Real-time Environment for Analytical Processing (REAP):  The REAP project's goal is to extend the Kepler scientific workflow system to fully integrate access to sensor networks. New capabilities will include the ability to include sensor data in workflows, monitor, inspect and control sensor networks, and simulate the design of new sensor networks. REAP is a collaboration among NCEAS, San Diego Supercomputer Center, UC Davis, OPeNDAP, UC Los Angeles, and Oregon State University Funded in 2006 by the National Science Foundation - Cyberinfrastructure for Environmental Observatories (CEOP) Program
FIRST Project:  The Faculty Institutes for Reforming Science Teaching (FIRST) project is developing new metadata standards for assessment in ecological education to facilitate the exchange of educational assessment data. Participants will be developing means for semantically describing assessment instruments to allow comparison of different assessment techniques.
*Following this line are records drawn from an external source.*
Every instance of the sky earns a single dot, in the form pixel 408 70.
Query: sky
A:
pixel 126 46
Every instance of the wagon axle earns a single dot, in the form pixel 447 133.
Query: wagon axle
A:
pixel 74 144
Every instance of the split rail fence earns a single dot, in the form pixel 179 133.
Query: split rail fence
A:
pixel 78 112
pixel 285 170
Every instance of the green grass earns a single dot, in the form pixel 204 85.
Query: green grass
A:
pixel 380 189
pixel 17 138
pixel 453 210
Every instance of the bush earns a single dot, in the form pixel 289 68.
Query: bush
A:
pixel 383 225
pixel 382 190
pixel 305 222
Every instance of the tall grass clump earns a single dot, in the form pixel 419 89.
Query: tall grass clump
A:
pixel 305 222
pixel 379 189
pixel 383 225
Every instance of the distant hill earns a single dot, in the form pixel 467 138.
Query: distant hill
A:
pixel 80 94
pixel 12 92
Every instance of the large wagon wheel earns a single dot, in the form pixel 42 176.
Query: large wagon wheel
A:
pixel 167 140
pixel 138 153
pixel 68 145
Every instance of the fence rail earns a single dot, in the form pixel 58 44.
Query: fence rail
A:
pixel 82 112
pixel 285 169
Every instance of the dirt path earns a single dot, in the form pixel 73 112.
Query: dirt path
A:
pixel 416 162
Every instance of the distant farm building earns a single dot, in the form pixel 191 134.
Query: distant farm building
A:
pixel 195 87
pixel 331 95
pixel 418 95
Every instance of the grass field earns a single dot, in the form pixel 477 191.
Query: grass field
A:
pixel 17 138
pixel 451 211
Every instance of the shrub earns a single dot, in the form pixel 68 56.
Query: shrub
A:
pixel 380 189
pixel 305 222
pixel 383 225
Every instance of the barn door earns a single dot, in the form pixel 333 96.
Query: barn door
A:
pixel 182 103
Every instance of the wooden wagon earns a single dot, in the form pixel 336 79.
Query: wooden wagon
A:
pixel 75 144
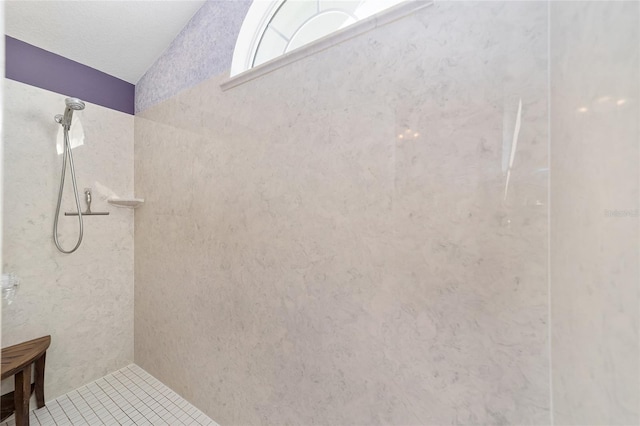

NCEAS is participating as a subcontractor on this project lead by researchers at Michigan State University. Funded in 2006 by the National Science Foundation
Jalama: Capturing Data in the Field:  Jalama, developed jointly with scientists at the Marine Science Institute  at UCSB, investigated how rich metadata can be used to develop flexible, easy to use forms for data entry in lab and field environments for ecology. Research focused on clarifying how to automate the creation of effective user interfaces for data collection. Software products from the project target both desktop and handheld computers. Funded in 2002 by the National Science Foundation - Biological Databases & Informatics program DBI-0131178
UC Natural Reserve System Data Registry  (NRS): The University of California Natural Reserve System  contributes to the understanding and management of the Earth and its natural systems by supporting university-level teaching, research and public service at protected natural areas throughout California. NCEAS collaborates with the NRS in building an information management system that facilitates research and education in the UC NRS. One of the major projects is the UC NRS Data Registry  , which is based on the KNB technologies. Funded in 1999 by the University of California
VegBank  - US National Vegetation Classification: The VegBank online data repository is being developed to store vegetation data in support of the US National Vegetation Classification. The system is comprised of three components used to archive vegetation plots data, plant taxonomic data, and vegetation community data. Major programming efforts and technology infrastructure are located at NCEAS, in partnership with investigators at the University of North Carolina, and the Panel on Vegetation Classification, Ecological Society of America . Funded in 2000 and 2002 to the University of North Carolina by the National Science Foundation Biological Databases and Informatics Program DBI-0213794, DBI-9905838
Resource Discovery Initiative for Field Stations (RDIFS):  RDIFS Research Coordination Network (RCN) activities focus principally on enhancing the ecological informatics infrastructure for field biology and developing mechanisms for discovery of data and information resources that can facilitate research and education at North American biological field stations. These objectives are being accomplished through two integrated networking activities: (1) research that encompasses five inter-related resource discovery activities and (2) an intensive training component that provides field station personnel with a solid foundation in the computational and informatics skills that are critical for developing, archiving, managing, and communicating data and information resources. As part of the LTER-lead RDIFS effort, NCEAS has adapted tools from the KNB to create the Organization of Biological Field Stations Data Registry . LTER Network Office - funded in 2001 by the National Science Foundation - Research Collaboration Networks Program
NCEAS Data Repository  is a standards-based documentation of metadata and data from synthesis projects arising at NCEAS, based on KNB technologies.
LTER Data Catalog  is a collaboration with LTER Data Managers and the LTER Network Office to develop metadata standards and promote search capabilities for data and metadata. It is based largely on KNB technologies.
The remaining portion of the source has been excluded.